Existe un método de extracción llamado digestión, en el cual se realiza una decocción a temperaturas de entre 35º y 40º C., aunque no superiores a 50º C. Este procedimiento es adecuado con aquellas partes vegetales más duras, o que contienen sustancias poco solubles. Para ello se introducen las partes a extraer en un recipiente con el líquido previamente calentado a las temperaturas indicadas; se mantiene durante un periodo que puede oscilar entre media hora y 24 horas, agitando el envase regularmente.
Los extractos
Los extractos son sustancias, más bien concentradas, obtenidas mediante maceración en determinados líquidos, como agua, alcohol, éter, o mezcla de éstos.
Se suelen aplicar en gotas o mediante mezclas diversas, y pueden tener consistencias líquidas, densas, fluidas o secas. Los extractos líquidos, como los de tomillo, son ligeramente espesos, parecidos a los de un almíbar. Los extractos fluidos, como los del helecho macho, tienen consistencia similar al de la miel fresca. El extracto denso, como el de la belladona, contiene un máximo del 20% de agua, mientras que el 80% es materia seca. El extracto seco, como el del ruibarbo, tiene solamente un 5% de agua, por lo que puede ser convertido fácilmente en polvo.
Aguas aromáticas
Son aguas medicinales con alto contenido en aceites esenciales, a las cuales se les añaden líquidos alcohólicos; su utilizan a partir de los 30 días de su preparación.

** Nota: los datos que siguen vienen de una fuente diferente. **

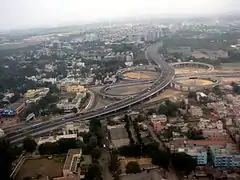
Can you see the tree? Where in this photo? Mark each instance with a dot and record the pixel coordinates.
(29, 144)
(74, 110)
(6, 159)
(114, 162)
(94, 172)
(96, 153)
(183, 162)
(132, 167)
(161, 159)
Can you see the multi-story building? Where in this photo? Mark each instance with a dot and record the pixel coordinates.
(76, 89)
(157, 121)
(72, 127)
(53, 139)
(68, 106)
(196, 111)
(197, 152)
(225, 156)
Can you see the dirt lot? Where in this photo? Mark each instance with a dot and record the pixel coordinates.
(189, 70)
(169, 93)
(44, 167)
(230, 79)
(141, 75)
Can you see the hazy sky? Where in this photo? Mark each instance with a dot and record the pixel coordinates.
(36, 13)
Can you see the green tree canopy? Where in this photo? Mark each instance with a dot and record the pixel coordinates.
(132, 167)
(29, 144)
(94, 172)
(96, 153)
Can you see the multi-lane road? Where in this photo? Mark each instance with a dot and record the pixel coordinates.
(166, 76)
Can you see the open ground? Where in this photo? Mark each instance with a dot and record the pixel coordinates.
(43, 167)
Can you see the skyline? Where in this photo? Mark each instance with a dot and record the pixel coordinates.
(23, 14)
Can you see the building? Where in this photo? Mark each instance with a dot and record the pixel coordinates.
(144, 175)
(119, 136)
(1, 133)
(225, 155)
(197, 152)
(70, 168)
(32, 93)
(76, 89)
(53, 139)
(157, 121)
(196, 111)
(85, 163)
(72, 127)
(68, 105)
(18, 106)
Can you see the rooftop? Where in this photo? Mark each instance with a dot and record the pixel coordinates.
(16, 104)
(152, 175)
(72, 159)
(118, 132)
(193, 150)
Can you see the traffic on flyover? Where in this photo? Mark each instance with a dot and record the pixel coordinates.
(167, 75)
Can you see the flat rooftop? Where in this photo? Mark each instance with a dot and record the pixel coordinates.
(72, 159)
(118, 133)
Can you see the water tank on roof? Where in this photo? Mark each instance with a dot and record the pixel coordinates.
(1, 133)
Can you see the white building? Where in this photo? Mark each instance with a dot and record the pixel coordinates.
(72, 127)
(53, 139)
(75, 103)
(196, 111)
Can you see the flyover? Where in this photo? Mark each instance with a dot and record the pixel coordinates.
(165, 78)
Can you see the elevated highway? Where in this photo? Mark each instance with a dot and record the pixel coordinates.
(165, 78)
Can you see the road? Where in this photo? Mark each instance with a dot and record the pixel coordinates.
(167, 75)
(171, 173)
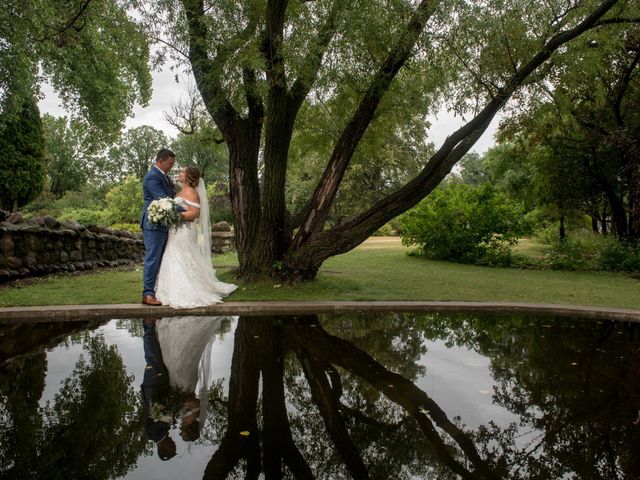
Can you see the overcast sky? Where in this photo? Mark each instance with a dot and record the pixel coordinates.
(166, 92)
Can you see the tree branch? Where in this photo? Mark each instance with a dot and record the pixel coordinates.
(351, 233)
(207, 72)
(344, 149)
(311, 64)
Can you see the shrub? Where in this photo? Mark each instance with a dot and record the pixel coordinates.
(386, 230)
(617, 256)
(129, 227)
(464, 223)
(571, 254)
(85, 216)
(587, 251)
(124, 201)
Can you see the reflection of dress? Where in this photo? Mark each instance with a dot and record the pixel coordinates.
(183, 341)
(186, 344)
(186, 277)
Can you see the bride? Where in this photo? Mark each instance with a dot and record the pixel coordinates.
(186, 277)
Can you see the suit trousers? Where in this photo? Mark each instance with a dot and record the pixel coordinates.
(154, 243)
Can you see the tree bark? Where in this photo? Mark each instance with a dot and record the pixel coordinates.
(243, 397)
(264, 236)
(311, 247)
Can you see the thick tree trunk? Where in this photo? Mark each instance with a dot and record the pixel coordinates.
(263, 234)
(243, 397)
(634, 201)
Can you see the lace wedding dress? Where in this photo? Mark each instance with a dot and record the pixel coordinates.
(186, 277)
(187, 344)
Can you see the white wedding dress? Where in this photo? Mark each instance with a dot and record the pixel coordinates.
(187, 344)
(186, 277)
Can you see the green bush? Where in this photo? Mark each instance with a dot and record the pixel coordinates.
(387, 230)
(124, 201)
(129, 227)
(618, 256)
(571, 254)
(85, 216)
(587, 251)
(464, 223)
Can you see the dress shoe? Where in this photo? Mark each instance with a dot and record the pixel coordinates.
(151, 300)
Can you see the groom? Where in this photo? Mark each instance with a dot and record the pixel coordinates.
(155, 185)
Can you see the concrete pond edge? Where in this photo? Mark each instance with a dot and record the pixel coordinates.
(53, 313)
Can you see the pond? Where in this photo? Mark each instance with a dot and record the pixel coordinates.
(385, 396)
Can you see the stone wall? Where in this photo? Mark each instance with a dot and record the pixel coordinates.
(43, 245)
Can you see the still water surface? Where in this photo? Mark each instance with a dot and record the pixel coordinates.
(400, 396)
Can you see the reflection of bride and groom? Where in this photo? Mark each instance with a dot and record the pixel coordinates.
(177, 262)
(177, 376)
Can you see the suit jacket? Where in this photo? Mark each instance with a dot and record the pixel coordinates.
(155, 185)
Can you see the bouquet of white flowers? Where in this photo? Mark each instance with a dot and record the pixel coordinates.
(163, 212)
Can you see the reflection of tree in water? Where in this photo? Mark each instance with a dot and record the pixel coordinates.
(353, 414)
(91, 429)
(398, 437)
(576, 393)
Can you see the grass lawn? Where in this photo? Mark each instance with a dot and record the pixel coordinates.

Las aplicaciones más comunes son las carminativas. Una remedio clásico a base de agua carminativa es el siguiente: se toma la décima parte de un gramo de extractos esenciales de alcaravea, cilantro, limón, hinojo y menta, y 5 g. de talco; se disuelve todo en 2,5 g. de alcohol de 95º; una vez disuelto se añade a un litro de agua, se agita bien y se filtra a continuación.